Unconditional Love - Yeager Anderson Photography

Have you ever been in a situation when you did something nice for someone and then expected a “thank-you” but didn’t receive one? How about buying someone a drink and waited patiently to get your pickle tickled only to end up losing $13? Have you ever told someone that you loved them only to receive deafening silence?

How did these moments make you feel? My guess is that they made feel pretty shitty. You put yourself out there only to be rejected and left feeling dejected.

I’m going to tell you something you’re probably not going to like: it’s your fault. That’s right. You put yourself out there, got hurt, and it’s your fault. “How can it be my fault? This fuckface hurt my feelings!”

You see, when you give someone a gift with expectations, it’s no longer a gift; it’s a transaction. I’ll buy you dinner so long as you sleep with me. I’ll love you so long as you stay with me forever. I’ll have kids and take care of them so long as they reciprocate that care when I’m old and weak.

When this happens, and whomever you’re trying to bargain with decides to bow out before the curtain falls leaving you with your dick in your hand (either literally or metaphorically), you’ll blame them. And since you were hurt while being so vulnerable, you’ll start building walls to shut out people and experiences in an attempt to not get hurt or embarrassed in the future.

On the surface, this might seem like a good idea. After all, who likes having their heart broken or made to look like a fool? Ultimately, however, this comes at the cost of sabotaging your mental health and self-esteem for the sake of “protecting” yourself. You might think that over time the right person or experience might come along and know just what to say or do to break down your walls and rescue from this castle—a castle I will remind you— that you built. But then, like clockwork, that knight in shining armor decides to bounce because they realize that a castle feels a lot like a prison if you never leave.

So how do combat this? How do you move through life in such a way where you can love deeply and quickly, be vulnerable, honest, true to yourself, and withstand a tumultuous existence that is the byproduct of being…you know…alive?

The answer is simple: give unconditionally. Give your love, give your time, give your money, give your scars, fears, and pains openly and without conditions. This is simple, but not easy.

If you truly love someone, then your love for them is not contingent upon them reciprocating those feelings or even choosing to stay with you. You just love them. Period.

If you want to buy that cute girl across the room a drink and get to know her, then that’s all you need to do. If you want to sleep with her, but you’re too afraid to tell her out of fear of being rejected, then you don’t have anyone to blame other than yourself. And not only that, she could say yes and you two could go at it like rabbits. Or she could say no. But if you sit there passively out of fear of coming across as a creep or being rejected, you only hurt yourself. Because instead of prioritizing your wants, needs, and desires, you prioritize your reputation and how others will perceive you. And who gives a fuck about what other people think?

Sure, shitty things happen, and negative experiences might make you feel jaded. Getting a cosmopolitan thrown in your face doesn't feel nice either. But if you’re always reaching for the spackling to start building that pain-free fortress, you’re going to miss out on some fantastic experiences.

When I spar in Brazilian jiu-jitsu, I have no idea if I am going to win a round or lose. In fact, more often than not, it’s a matter of “how” and not “if” I get my ass handed to me. But I love it, and I am thankful for the opportunity to learn something new about myself and those with whom I fight.

This is how you navigate your life: with unconditional love and no expectation for success. I’m not saying that you should move through life fearful that someone is going to hurt you or that you’re going to fail. I am saying that you must go through life KNOWING that people are going to hurt you, and more importantly, you must love it when they do.

You must love the shitty moments when you get kicked in the face and the great moments when you walk away unscathed. It’s not about winning or losing. You’re going to lose. But are you going to smile, appreciating the chance to learn something and grow? Or are you going to lock yourself up in a tower and swallow the key?
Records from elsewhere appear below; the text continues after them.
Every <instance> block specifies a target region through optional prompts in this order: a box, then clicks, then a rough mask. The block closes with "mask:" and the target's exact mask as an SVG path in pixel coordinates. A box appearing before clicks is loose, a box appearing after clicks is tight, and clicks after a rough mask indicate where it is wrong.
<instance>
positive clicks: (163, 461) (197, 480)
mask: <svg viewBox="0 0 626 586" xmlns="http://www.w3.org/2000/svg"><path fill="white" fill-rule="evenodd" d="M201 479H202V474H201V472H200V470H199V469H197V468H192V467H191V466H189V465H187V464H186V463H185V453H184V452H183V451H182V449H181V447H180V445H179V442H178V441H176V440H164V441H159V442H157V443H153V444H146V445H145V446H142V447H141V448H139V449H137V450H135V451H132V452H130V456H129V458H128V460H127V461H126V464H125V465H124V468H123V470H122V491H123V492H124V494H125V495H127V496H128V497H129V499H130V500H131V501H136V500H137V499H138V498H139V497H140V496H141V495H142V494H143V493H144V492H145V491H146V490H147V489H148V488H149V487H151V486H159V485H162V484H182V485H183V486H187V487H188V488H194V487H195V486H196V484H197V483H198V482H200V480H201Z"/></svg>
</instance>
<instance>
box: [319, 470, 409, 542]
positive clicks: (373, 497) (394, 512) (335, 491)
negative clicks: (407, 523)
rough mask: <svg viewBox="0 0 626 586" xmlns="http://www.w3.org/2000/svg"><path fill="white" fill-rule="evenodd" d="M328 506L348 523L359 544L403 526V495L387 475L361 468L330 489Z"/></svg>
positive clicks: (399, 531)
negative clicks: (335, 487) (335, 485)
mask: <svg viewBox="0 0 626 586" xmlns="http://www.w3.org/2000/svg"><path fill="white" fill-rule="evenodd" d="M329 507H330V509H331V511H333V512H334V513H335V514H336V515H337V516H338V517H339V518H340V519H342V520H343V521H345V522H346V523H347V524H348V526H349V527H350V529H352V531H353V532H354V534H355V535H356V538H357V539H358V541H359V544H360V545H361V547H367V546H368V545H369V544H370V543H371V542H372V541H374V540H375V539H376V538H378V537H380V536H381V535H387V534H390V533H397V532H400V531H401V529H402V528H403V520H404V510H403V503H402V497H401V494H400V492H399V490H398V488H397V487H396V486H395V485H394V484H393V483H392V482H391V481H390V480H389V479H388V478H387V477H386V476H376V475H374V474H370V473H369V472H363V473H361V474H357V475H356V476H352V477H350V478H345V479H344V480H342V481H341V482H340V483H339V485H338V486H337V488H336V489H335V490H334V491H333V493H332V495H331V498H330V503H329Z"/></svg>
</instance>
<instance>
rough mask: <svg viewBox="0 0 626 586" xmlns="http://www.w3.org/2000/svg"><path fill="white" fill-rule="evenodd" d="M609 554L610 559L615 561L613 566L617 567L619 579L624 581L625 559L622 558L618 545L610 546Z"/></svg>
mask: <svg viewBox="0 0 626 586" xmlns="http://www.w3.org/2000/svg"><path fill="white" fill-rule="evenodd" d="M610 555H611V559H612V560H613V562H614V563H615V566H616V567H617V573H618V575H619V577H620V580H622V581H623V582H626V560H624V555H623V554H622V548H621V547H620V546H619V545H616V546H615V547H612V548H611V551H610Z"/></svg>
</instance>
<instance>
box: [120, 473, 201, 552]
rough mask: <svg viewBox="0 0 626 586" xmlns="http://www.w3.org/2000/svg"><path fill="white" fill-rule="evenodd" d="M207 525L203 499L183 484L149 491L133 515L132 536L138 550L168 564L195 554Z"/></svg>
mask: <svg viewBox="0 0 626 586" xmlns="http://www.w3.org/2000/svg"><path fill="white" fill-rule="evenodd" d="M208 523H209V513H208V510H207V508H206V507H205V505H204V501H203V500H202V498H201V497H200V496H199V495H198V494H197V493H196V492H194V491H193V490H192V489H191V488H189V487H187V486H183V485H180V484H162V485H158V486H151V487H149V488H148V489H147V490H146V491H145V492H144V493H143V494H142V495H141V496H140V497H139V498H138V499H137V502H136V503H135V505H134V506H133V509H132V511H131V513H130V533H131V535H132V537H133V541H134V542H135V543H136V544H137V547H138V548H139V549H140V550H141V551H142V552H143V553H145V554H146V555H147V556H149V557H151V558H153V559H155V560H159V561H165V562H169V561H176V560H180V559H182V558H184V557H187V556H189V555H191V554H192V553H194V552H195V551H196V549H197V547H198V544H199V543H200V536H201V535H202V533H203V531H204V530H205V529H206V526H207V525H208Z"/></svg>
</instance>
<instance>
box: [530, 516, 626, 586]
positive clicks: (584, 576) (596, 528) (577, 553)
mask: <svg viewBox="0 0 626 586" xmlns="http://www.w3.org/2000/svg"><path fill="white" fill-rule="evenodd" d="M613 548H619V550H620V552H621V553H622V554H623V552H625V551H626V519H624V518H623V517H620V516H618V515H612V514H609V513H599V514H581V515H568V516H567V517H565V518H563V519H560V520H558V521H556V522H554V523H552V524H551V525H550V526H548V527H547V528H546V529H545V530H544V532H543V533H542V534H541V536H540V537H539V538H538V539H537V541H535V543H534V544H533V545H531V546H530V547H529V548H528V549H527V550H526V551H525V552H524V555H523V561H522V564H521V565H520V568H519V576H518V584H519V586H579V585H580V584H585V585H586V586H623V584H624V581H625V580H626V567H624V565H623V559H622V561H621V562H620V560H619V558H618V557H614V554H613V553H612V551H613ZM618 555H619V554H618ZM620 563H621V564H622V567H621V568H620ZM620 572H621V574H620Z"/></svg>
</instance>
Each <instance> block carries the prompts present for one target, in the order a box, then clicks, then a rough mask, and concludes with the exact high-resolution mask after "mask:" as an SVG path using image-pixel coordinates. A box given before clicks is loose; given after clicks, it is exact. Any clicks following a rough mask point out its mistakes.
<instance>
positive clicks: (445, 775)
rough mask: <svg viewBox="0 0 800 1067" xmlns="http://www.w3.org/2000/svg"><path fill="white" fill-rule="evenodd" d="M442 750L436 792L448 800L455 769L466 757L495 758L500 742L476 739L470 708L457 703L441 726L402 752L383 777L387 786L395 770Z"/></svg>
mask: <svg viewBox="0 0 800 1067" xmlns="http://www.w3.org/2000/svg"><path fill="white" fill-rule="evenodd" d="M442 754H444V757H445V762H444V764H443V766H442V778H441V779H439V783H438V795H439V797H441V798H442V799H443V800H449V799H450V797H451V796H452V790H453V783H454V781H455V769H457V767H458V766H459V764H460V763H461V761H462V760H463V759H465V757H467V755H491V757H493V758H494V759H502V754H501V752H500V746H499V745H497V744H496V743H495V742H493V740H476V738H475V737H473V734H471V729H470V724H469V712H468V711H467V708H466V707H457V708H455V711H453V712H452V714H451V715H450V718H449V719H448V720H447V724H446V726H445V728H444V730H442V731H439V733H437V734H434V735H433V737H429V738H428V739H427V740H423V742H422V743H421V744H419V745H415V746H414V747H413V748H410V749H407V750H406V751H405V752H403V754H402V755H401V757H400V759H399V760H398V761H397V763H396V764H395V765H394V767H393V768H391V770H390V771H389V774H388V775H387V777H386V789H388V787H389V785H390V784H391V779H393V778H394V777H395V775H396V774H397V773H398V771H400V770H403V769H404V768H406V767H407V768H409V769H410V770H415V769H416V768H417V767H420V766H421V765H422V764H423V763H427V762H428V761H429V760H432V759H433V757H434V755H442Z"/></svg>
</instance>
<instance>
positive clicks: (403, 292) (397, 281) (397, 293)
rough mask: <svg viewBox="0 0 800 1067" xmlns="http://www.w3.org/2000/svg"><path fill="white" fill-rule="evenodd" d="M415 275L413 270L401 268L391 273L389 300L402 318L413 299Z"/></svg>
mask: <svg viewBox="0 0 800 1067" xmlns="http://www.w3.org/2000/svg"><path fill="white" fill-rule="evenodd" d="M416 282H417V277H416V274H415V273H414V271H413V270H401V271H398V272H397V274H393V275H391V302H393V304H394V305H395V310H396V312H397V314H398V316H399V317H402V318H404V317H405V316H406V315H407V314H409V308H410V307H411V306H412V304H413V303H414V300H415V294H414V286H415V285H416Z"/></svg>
If what’s important to you is winning—getting what’s rightfully yours—then you’re going to fall hard when you lose. It’s the sunk-cost fallacy. We think that because we’ve invested time, money, and energy into a relationship, a craft, a degree, etc., we’re entitled to a reward. And in an attempt to get what’s ours, we irreparably damage the thing that we had tried so hard to achieve. That’s ego, baby.

But if we prioritize growth over satiating our egos, then we realize that rejection and failure are just opportunities to learn, grow, and become the people we hope to be.
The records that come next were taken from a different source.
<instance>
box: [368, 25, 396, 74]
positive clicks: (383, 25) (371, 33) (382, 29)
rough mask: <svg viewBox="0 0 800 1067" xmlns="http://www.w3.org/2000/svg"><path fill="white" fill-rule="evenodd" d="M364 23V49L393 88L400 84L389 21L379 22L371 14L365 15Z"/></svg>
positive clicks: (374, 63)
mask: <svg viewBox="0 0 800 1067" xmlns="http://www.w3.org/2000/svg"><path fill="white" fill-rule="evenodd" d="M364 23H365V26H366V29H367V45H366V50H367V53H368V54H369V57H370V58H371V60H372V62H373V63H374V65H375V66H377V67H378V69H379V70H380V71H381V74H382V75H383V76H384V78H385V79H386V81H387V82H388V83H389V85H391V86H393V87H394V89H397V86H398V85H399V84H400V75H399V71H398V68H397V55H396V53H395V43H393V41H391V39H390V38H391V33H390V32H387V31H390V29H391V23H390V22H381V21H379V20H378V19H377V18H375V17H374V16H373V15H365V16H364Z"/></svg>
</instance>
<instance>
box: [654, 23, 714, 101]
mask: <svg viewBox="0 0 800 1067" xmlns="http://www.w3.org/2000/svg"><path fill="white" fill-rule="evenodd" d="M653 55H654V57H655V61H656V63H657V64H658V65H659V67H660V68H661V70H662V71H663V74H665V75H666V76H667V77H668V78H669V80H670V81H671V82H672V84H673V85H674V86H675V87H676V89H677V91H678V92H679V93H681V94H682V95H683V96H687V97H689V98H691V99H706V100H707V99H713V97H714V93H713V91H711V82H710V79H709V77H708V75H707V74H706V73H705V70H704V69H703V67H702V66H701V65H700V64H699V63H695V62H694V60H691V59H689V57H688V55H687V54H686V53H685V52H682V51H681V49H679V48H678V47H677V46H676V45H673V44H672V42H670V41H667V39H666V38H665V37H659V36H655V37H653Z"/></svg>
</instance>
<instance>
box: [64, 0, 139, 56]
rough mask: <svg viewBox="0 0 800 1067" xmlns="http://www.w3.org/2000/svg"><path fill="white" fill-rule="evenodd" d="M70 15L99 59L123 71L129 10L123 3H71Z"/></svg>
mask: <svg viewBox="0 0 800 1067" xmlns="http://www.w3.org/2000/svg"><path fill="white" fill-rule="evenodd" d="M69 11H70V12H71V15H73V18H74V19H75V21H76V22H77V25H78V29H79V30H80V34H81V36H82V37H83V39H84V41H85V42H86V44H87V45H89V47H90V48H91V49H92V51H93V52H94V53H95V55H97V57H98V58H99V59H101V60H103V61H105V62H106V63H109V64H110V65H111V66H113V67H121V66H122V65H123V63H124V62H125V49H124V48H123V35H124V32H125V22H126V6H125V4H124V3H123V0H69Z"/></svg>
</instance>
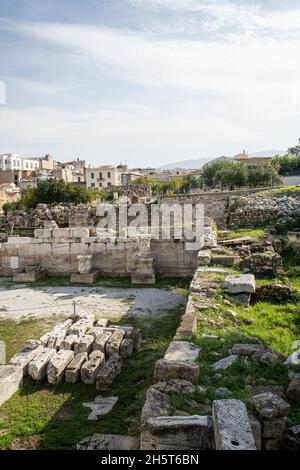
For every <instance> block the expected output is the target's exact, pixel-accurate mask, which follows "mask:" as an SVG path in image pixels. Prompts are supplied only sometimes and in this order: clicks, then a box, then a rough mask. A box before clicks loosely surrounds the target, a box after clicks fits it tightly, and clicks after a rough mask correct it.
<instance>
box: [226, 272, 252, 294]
mask: <svg viewBox="0 0 300 470" xmlns="http://www.w3.org/2000/svg"><path fill="white" fill-rule="evenodd" d="M224 288H225V290H226V291H227V292H228V293H229V294H241V293H252V292H255V277H254V275H253V274H241V275H239V276H233V275H231V276H226V278H225V280H224Z"/></svg>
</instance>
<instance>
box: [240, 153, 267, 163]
mask: <svg viewBox="0 0 300 470" xmlns="http://www.w3.org/2000/svg"><path fill="white" fill-rule="evenodd" d="M234 160H235V161H238V162H240V163H248V164H250V163H262V162H270V161H271V160H272V157H258V156H257V157H254V156H252V155H249V154H248V153H247V152H246V150H243V152H242V153H238V154H237V155H235V156H234Z"/></svg>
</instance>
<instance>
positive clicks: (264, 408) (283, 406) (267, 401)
mask: <svg viewBox="0 0 300 470" xmlns="http://www.w3.org/2000/svg"><path fill="white" fill-rule="evenodd" d="M251 401H252V403H253V405H254V406H255V409H256V411H257V412H258V413H259V414H260V415H261V416H262V417H263V418H267V419H271V418H276V417H277V416H284V415H286V414H287V413H288V412H289V411H290V408H291V407H290V405H289V404H288V403H287V402H286V401H285V400H283V398H281V397H280V396H279V395H275V394H274V393H270V392H266V393H261V394H259V395H255V396H254V397H252V398H251Z"/></svg>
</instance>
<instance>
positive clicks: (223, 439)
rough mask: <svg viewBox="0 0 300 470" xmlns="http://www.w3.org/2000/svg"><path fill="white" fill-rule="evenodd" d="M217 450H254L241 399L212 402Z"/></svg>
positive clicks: (231, 399)
mask: <svg viewBox="0 0 300 470" xmlns="http://www.w3.org/2000/svg"><path fill="white" fill-rule="evenodd" d="M213 420H214V432H215V441H216V449H217V450H256V446H255V441H254V437H253V433H252V430H251V425H250V421H249V418H248V414H247V410H246V407H245V405H244V403H243V402H242V401H241V400H234V399H230V400H215V401H214V402H213Z"/></svg>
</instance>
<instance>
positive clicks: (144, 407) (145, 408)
mask: <svg viewBox="0 0 300 470" xmlns="http://www.w3.org/2000/svg"><path fill="white" fill-rule="evenodd" d="M170 412H171V401H170V398H169V396H168V395H167V394H166V393H163V392H160V391H159V390H156V389H155V388H154V387H150V388H148V390H147V393H146V400H145V403H144V406H143V409H142V413H141V423H142V424H143V423H145V422H146V421H148V419H149V418H157V417H158V416H167V415H169V414H170Z"/></svg>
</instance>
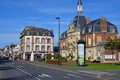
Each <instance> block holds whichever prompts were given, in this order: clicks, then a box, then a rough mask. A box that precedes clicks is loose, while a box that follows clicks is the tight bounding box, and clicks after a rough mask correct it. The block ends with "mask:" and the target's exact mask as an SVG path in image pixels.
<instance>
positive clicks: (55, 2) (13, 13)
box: [0, 0, 120, 48]
mask: <svg viewBox="0 0 120 80" xmlns="http://www.w3.org/2000/svg"><path fill="white" fill-rule="evenodd" d="M77 3H78V0H0V48H4V47H5V46H6V45H10V44H12V43H14V44H19V43H20V33H21V32H22V31H23V30H24V28H25V26H28V25H30V26H36V27H38V28H45V29H50V30H51V29H53V31H54V35H55V37H54V44H55V45H57V43H58V20H56V17H60V33H63V32H64V31H66V30H67V29H68V27H69V24H70V23H71V22H72V21H73V20H74V17H75V16H76V15H77ZM82 4H83V15H84V16H85V17H86V18H90V19H91V20H95V19H98V18H101V17H106V18H107V20H108V21H110V22H111V23H113V24H115V25H116V26H117V28H118V31H119V32H120V9H119V8H120V0H82Z"/></svg>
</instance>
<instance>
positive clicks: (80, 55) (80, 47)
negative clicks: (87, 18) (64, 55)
mask: <svg viewBox="0 0 120 80" xmlns="http://www.w3.org/2000/svg"><path fill="white" fill-rule="evenodd" d="M84 48H85V47H84V44H78V65H85V51H84V50H85V49H84Z"/></svg>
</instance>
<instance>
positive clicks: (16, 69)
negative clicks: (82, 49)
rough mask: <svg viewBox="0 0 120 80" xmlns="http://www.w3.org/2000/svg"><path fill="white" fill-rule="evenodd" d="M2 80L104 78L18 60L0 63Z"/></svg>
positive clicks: (38, 79) (68, 70)
mask: <svg viewBox="0 0 120 80" xmlns="http://www.w3.org/2000/svg"><path fill="white" fill-rule="evenodd" d="M95 74H96V73H95ZM0 80H103V78H100V76H95V75H94V74H92V75H91V74H90V75H89V74H86V73H83V72H79V71H78V72H76V71H72V70H66V69H61V68H60V69H59V67H58V68H55V67H51V66H44V65H40V64H32V63H29V62H19V61H16V62H5V63H1V64H0ZM104 80H110V79H104ZM111 80H112V79H111Z"/></svg>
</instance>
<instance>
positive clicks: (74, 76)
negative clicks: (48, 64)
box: [67, 74, 80, 78]
mask: <svg viewBox="0 0 120 80" xmlns="http://www.w3.org/2000/svg"><path fill="white" fill-rule="evenodd" d="M67 75H68V76H72V77H78V78H80V76H77V75H75V74H67Z"/></svg>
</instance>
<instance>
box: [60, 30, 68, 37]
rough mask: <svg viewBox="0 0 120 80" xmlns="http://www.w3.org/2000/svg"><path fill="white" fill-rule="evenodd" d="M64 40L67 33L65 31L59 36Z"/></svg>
mask: <svg viewBox="0 0 120 80" xmlns="http://www.w3.org/2000/svg"><path fill="white" fill-rule="evenodd" d="M65 38H67V31H65V32H63V33H62V34H61V38H60V39H65Z"/></svg>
The great German philosopher Friedrich Nietzsche would describe his formula for human greatness as amor fati—a love of fate. “That one wants nothing to be different, not forward, not backwards, not in all eternity. Not merely bear what is necessary, still less conceal it….but love it.”
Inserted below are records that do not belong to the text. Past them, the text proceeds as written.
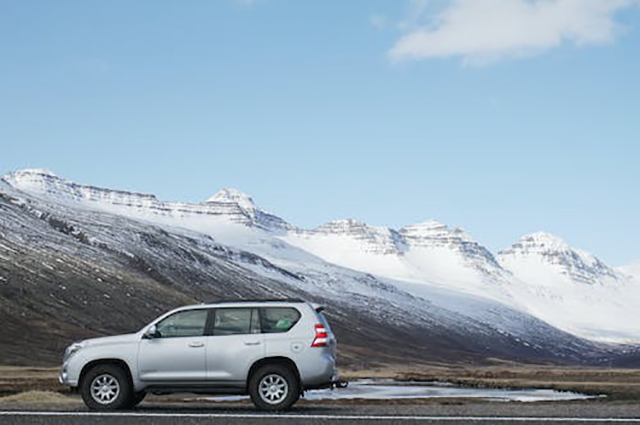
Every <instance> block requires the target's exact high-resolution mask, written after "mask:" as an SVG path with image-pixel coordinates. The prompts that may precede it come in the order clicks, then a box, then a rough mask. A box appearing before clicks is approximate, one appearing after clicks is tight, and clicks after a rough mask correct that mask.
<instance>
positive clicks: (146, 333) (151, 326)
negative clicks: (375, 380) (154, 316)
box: [142, 325, 158, 339]
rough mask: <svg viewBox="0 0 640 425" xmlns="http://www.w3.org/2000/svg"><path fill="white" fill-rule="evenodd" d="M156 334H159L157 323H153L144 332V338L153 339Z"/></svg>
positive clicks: (143, 338)
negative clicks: (157, 328) (156, 328)
mask: <svg viewBox="0 0 640 425" xmlns="http://www.w3.org/2000/svg"><path fill="white" fill-rule="evenodd" d="M156 336H158V330H157V329H156V325H151V326H149V327H148V328H147V330H146V331H144V334H143V335H142V338H143V339H153V338H155V337H156Z"/></svg>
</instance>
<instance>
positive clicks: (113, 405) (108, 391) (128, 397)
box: [80, 364, 133, 410]
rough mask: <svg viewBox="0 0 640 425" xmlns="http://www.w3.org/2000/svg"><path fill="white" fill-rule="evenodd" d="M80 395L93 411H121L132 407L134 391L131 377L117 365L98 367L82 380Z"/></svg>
mask: <svg viewBox="0 0 640 425" xmlns="http://www.w3.org/2000/svg"><path fill="white" fill-rule="evenodd" d="M80 394H81V395H82V400H83V401H84V404H86V405H87V407H88V408H89V409H91V410H119V409H126V408H127V407H130V406H131V401H132V400H133V389H132V388H131V382H130V381H129V376H128V375H127V373H126V372H125V371H124V370H123V369H122V368H121V367H120V366H116V365H110V364H107V365H97V366H94V367H92V368H91V369H90V370H89V371H88V372H87V373H86V374H85V376H84V377H83V378H82V382H81V383H80Z"/></svg>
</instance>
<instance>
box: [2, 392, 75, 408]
mask: <svg viewBox="0 0 640 425" xmlns="http://www.w3.org/2000/svg"><path fill="white" fill-rule="evenodd" d="M75 403H77V400H76V398H74V397H69V396H68V395H63V394H60V393H58V392H53V391H27V392H24V393H18V394H13V395H10V396H6V397H0V405H6V404H40V405H41V404H56V405H58V404H75Z"/></svg>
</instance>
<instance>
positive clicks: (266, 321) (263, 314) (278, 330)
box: [262, 307, 300, 333]
mask: <svg viewBox="0 0 640 425" xmlns="http://www.w3.org/2000/svg"><path fill="white" fill-rule="evenodd" d="M298 320H300V312H299V311H298V310H296V309H295V308H291V307H268V308H263V309H262V332H264V333H282V332H287V331H289V329H291V328H292V327H293V326H294V325H295V324H296V323H298Z"/></svg>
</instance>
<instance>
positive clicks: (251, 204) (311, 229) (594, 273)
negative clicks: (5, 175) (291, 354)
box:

When we accept what happens to us, after understanding that certain things— particularly bad things—are outside our control, we are left with this: loving whatever happens to us and facing it with unfailing cheerfulness and strength. So go forth and get hurt—and love it. Love it with all your heart.

When we accept what happens to us, after understanding that certain things— particularly bad things—are outside our control, we are left with this: loving whatever happens to us and facing it with unfailing cheerfulness and strength. So go forth and get hurt—and love it. Love it with all your heart.